地元の、昔からそこにある駄菓子屋でのおばあちゃんの一言である。
なんとも郷愁のただよう言葉か。
私より先にお勘定を終わらせた少年への言葉だった。
少年二人組はとくにその言葉に反応を示さずに店を後にしてどこかへ向かって駆け出した。
無理もない。
【両】 という単位どころか【銭】さえも、あまつさえ電子マネーの出現で【円】さえも知らない子供がいるのではなかろうかと思える時代だ。
おばあちゃんが【両】といったところで胴体がちぎれるほど腹をよじれさせて笑う子供もいないだろう。
そんなことを思いながら私はモロッコヨーグルとうまい棒をおばあちゃんに差し出す。
モロッコヨーグル2つとうまい棒3本でしめて70円。
私の財布の中はお札が少々と100円玉と1円玉。
100円玉を渡そうと思ったのだがその時どう渡すか。
どう声をかけるか。
そこが問題である。
無言で渡すというのも考えた。
しかしサービス精神旺盛な私としては一言そえてあげたいのだ。
脳が瞬間湯沸かし器の如く活動する。
たぶんコンマ何秒の世界だろう。
私は数百万通りの選択肢から4つに絞り込んだ。
「はい。
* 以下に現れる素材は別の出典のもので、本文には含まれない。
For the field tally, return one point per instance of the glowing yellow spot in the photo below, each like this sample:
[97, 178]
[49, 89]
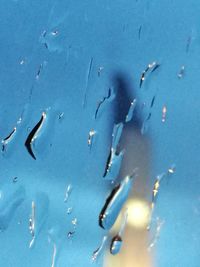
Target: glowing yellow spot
[138, 213]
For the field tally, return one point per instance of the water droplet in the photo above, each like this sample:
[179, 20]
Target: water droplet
[116, 135]
[74, 222]
[70, 234]
[106, 99]
[10, 199]
[164, 113]
[172, 169]
[39, 210]
[159, 225]
[91, 137]
[115, 202]
[68, 192]
[8, 139]
[116, 242]
[129, 116]
[69, 210]
[15, 179]
[181, 72]
[98, 251]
百万両」
「はい。百万円」
「はい。百円」
「はい。百バミューダドル」
どれだ。
どれがベストウェイだ。
【百万両】の場合はさっきの少年達に使っていたのでおばあちゃん的には嫌かもしれない。
両で渡されたお金のお釣りに両で返すほど老いぼれてはいない。と。
お釣りを渡す時に新しい単位を考えねばならないが何十年と 【両】 を使ってきた彼女に敬意を払わねばならない。
ここは私が折れるところだ。
ならば百万円か。
しかしオレオレ詐欺が横行する現代。
「釣りは999930円だろうがぁー!ぉぉっ!」とタンカをきられたらひとたまりもないがなー。と考えたおばあちゃんが警察に通報しないという確信はどこにもない。
そこにくると 「はい、百円」 というのもなにか味気ない。
バミューダドルにいたってはおばあちゃんが「またGHQに侵略されたんかーっ」 と思うかもしれない。
けど、もういいと思った。
私は一秒でも早くうまい棒を食べたかったのだ。
私がちょうどさっきの少年くらいのころ。
黒田君と二人で毎日のようにうまい棒の早食いをしていた。
少年とは自分達でルールを作っては手を広げすぎて対応しきれなくなり全てを投げ出す人。
黒田君と私もご多分にもれずそうだった。
【うまい棒の早食い】 という競技名がやがて 【早い棒のうま食い】 に変わり【早い棒のうま食い】 が 【すごい棒のやば食い】 に変わり【やばい棒のやば食い】に変わり・・・うまい棒を早く食べたほうが勝ち。という内容はなにひとつ変わってはいないのに。
やがて二人はどちらからともなくその遊びをやめた。
彼とはそれ以来あまり遊ばなくなったような気がする。
今手に持っているうまい棒もあの時と同じ味がするといいな。と思いながら 「はい百円。9月なのにまだ暑いね。おばあちゃん。体調には気をつけなよ」といいながら百円を手渡した。
「そうだねぇ。はいお釣り三十円」
まだまだ日差しは強いがツクツクボウシが秋の訪れを少しだけ感じさせるようにせわしなく鳴いていた。
暑い暑い9月の出来事だった。
うまい棒は確かにあの時と同じ味がした。